The other challenge is some of the companies have eliminated their prior authorization department or their appeals department so that they don’t want to hear from you. Even if you try to appeal, there’s nobody to appeal to. That’s been a frustrating battle in and of itself. Often I’m going to take the path of least resistance. If they’re telling me I need to use drugs A, B, and C first, I’m going to do it as long as it doesn’t cause harm to the patient and it makes clinical sense.
The challenge with that is if you have a noncompliant patient. If they’re noncompliant, it may accelerate the game plan because you can demonstrate they’re not getting better, mainly because they’re not using the drug. But if you document appropriately and say, “They’ve tried X, Y, and Z, and they’re not doing well. Now I want [this] drug, which is the original drug I wanted, and it’s administered in the office where I have total control.” Then you make progress to some degree. But the challenges with step edits are tumultuous, not to mention the cost burden to practices. Our practice spends something to the tune of half a million dollars a year to employ folks to get prior authorizations and get through the red tape to get this done. We’re not compensated for that, but we do it because it’s what we need to do for our patients. We have to get them these medications.

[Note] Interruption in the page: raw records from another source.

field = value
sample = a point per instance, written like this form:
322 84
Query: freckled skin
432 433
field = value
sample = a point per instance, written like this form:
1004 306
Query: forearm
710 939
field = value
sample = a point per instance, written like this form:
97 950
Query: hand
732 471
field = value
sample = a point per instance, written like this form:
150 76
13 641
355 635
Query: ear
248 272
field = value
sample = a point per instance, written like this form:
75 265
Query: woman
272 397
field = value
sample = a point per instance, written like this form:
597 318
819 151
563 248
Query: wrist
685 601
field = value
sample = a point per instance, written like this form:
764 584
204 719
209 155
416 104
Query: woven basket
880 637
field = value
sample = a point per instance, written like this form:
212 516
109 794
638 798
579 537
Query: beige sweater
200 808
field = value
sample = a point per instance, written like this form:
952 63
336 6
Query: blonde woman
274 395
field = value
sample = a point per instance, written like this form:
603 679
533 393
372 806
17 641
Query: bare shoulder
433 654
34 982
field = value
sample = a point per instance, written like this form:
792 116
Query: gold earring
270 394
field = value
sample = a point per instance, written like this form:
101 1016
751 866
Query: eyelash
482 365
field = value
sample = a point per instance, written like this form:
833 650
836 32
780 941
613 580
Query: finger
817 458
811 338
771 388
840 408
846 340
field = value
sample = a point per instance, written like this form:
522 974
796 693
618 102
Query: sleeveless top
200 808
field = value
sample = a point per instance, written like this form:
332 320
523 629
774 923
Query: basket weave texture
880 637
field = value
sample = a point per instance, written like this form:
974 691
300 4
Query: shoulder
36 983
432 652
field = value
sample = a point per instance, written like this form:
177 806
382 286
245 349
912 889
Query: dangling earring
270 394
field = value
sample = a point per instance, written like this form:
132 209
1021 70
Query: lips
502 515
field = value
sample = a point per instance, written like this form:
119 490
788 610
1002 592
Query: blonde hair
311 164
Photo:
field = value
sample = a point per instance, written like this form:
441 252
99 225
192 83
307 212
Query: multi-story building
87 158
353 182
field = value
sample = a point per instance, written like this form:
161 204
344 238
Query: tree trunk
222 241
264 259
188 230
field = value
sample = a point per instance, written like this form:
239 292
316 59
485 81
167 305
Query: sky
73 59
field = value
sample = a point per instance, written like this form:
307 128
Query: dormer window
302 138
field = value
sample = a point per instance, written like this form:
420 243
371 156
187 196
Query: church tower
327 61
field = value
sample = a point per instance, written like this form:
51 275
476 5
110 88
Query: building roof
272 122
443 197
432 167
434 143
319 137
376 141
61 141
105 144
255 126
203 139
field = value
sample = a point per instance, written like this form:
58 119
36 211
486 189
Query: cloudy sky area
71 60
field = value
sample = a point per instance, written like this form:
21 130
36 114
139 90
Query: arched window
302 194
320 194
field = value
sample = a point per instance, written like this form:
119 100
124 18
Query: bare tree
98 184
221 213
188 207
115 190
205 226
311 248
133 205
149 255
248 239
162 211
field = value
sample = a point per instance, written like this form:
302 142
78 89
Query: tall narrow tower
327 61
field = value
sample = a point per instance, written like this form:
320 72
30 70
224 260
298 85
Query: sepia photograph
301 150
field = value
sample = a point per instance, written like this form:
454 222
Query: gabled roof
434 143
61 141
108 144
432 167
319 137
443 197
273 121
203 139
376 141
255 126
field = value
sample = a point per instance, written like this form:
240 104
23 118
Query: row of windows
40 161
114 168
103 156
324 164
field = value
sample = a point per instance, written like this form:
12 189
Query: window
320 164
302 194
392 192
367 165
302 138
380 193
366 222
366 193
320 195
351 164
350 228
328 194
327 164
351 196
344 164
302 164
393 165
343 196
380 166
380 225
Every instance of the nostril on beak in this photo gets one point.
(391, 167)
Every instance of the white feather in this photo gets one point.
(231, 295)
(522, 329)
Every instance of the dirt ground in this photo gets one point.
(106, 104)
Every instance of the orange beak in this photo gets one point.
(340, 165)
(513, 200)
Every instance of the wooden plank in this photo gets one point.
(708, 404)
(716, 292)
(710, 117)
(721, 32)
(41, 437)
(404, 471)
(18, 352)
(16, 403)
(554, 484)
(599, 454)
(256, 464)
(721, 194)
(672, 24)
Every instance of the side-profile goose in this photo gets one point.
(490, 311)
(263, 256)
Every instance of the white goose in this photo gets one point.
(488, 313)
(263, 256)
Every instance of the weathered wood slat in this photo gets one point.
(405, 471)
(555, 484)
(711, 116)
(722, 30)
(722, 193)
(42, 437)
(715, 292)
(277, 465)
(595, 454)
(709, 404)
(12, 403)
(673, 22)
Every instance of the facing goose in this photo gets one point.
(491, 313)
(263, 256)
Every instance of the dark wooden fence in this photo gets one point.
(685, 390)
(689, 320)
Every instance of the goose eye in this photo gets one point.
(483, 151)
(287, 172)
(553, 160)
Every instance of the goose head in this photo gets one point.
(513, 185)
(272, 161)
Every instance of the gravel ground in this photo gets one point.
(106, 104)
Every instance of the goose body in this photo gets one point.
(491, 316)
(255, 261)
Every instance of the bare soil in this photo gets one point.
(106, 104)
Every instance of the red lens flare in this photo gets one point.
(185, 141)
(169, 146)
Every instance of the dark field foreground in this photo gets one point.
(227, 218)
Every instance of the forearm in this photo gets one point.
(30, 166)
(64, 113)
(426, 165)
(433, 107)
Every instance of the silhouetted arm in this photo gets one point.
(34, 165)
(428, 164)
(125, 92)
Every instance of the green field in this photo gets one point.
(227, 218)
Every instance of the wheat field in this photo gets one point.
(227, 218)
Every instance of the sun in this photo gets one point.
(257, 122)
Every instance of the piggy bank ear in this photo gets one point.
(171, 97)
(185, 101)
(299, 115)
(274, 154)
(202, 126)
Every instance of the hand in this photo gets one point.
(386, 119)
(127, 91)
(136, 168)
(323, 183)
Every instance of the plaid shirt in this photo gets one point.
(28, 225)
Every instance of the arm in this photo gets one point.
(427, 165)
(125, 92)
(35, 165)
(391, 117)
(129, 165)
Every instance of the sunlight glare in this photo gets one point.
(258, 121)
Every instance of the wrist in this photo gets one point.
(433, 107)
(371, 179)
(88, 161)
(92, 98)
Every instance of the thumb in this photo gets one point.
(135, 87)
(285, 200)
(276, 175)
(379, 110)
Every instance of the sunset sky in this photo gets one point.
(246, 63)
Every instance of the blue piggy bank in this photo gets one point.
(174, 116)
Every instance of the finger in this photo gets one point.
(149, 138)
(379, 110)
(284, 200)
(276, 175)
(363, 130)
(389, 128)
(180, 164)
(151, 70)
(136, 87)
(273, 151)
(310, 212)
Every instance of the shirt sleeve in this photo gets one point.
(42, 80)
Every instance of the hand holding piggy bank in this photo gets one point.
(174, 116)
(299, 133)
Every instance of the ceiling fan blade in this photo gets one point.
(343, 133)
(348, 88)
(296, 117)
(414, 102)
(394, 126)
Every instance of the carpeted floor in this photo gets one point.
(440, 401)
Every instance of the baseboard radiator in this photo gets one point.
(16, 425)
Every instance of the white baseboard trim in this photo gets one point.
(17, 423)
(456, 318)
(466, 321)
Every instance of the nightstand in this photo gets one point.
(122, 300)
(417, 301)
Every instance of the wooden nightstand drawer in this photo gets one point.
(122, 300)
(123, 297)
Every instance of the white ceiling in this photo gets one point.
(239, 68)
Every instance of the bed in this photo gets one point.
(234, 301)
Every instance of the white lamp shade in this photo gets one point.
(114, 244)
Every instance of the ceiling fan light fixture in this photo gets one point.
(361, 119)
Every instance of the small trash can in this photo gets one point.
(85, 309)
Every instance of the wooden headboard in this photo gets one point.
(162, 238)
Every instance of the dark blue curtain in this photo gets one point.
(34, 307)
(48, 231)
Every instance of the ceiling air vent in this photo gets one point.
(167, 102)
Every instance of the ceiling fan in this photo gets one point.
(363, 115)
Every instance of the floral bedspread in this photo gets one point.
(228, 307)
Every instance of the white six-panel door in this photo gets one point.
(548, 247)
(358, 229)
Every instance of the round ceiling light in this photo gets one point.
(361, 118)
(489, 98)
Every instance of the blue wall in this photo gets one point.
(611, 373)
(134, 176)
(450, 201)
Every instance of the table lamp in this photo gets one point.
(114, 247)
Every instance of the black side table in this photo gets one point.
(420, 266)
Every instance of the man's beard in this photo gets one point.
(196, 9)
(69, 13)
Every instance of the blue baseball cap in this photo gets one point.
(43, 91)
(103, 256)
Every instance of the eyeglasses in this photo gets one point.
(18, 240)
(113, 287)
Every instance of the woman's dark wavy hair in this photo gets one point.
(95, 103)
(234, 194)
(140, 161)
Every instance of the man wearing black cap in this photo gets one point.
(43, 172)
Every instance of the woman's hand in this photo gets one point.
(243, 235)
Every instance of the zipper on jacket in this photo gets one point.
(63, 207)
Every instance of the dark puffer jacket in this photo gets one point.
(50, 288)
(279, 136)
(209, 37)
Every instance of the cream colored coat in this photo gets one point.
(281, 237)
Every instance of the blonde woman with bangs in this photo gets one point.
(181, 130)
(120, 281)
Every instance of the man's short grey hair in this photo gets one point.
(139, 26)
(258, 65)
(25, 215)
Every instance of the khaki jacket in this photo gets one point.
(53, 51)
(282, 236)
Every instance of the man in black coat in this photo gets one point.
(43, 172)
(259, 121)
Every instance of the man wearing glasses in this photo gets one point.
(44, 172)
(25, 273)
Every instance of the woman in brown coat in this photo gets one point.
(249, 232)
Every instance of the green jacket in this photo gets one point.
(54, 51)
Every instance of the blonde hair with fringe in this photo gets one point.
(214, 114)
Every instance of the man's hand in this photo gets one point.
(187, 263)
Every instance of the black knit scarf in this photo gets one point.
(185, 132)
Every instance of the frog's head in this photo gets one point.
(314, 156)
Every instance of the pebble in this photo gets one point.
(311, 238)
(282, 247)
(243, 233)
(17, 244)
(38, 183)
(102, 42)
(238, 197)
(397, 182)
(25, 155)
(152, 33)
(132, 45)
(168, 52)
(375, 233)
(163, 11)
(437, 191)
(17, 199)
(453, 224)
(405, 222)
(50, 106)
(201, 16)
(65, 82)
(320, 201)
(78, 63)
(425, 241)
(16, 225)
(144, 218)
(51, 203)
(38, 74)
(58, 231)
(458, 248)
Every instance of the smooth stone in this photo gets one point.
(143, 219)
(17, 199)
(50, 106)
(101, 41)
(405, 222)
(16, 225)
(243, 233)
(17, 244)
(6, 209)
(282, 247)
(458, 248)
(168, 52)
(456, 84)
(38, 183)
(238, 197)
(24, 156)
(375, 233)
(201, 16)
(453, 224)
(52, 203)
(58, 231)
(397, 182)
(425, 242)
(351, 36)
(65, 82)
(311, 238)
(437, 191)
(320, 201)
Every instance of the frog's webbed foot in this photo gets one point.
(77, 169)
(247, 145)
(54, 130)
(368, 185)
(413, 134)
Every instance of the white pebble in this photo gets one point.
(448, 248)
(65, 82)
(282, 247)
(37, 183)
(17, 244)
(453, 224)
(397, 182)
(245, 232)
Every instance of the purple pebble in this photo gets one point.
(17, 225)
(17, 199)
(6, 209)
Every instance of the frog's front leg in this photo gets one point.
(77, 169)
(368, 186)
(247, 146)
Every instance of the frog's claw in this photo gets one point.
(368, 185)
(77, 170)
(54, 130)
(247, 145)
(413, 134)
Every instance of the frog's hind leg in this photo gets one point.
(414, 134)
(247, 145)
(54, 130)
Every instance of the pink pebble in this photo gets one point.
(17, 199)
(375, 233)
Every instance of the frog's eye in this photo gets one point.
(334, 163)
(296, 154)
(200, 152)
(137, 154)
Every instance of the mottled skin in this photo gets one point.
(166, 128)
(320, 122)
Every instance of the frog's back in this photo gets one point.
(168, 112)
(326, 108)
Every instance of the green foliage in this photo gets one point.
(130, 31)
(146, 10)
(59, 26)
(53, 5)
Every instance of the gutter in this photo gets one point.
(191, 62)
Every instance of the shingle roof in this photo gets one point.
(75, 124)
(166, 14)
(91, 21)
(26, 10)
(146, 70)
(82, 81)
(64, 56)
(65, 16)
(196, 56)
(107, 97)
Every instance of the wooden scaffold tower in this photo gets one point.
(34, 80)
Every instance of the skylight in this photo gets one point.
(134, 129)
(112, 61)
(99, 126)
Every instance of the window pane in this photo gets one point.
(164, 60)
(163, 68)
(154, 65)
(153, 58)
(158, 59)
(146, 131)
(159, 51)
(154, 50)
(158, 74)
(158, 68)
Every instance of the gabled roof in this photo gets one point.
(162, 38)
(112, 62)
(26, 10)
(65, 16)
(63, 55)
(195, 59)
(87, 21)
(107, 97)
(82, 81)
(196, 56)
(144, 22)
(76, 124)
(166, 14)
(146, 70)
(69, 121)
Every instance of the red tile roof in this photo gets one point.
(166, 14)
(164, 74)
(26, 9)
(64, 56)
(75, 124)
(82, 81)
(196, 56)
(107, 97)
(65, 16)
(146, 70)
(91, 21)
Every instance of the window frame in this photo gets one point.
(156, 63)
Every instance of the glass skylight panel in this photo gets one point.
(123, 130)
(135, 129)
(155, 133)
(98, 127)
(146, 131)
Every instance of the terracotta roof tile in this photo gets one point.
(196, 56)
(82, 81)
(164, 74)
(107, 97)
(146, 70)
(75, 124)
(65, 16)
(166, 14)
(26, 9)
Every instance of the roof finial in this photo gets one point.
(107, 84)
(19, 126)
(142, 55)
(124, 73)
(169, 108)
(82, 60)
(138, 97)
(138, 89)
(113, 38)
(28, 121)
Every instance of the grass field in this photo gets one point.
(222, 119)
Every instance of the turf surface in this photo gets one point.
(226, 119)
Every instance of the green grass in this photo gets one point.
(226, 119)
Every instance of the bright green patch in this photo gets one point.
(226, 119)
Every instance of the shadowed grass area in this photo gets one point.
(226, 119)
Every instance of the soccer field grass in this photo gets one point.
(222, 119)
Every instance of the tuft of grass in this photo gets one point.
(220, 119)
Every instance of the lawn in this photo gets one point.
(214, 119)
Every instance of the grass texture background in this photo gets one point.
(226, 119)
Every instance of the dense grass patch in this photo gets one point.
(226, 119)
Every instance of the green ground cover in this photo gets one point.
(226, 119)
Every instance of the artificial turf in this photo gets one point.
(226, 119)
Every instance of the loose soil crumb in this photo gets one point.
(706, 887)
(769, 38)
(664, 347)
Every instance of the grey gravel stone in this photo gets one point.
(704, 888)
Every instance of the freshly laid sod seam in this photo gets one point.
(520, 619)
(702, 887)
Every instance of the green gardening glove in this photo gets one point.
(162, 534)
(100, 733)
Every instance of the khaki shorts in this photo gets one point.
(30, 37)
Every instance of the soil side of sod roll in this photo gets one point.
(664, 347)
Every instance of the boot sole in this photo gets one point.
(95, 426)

I often think we’re in the fire zone. If it doesn’t happen, or if there’s a delay, or if the shipment doesn’t arrive, we get the blame even though we’re doing all this work and not getting any benefit but all the criticisms. It’s sad. With any other drug, we’d write a script and give it to the patient or send it electronically, and then they would have to deal with the pharmacy. I wonder why we wouldn’t push that burden onto pharmacies and say, “If I write the electronic prescription to the pharmacy, you need to deal with them to get the prior authorization.”
I’m not sure how we got involved in all this, but some of the other aspects of step edits include providing records. Probably the most frustrating thing is when they tell you, “You must try drugs X, Y, and Z.” You did, but they’ve denied you because they didn’t read your chart. Now you have people who are rubber-stamping denials to protract time, so they buy themselves a quarter or 2 without approving the drug just to save money. There’s great frustration when that happens.
This transcript has been edited for clarity.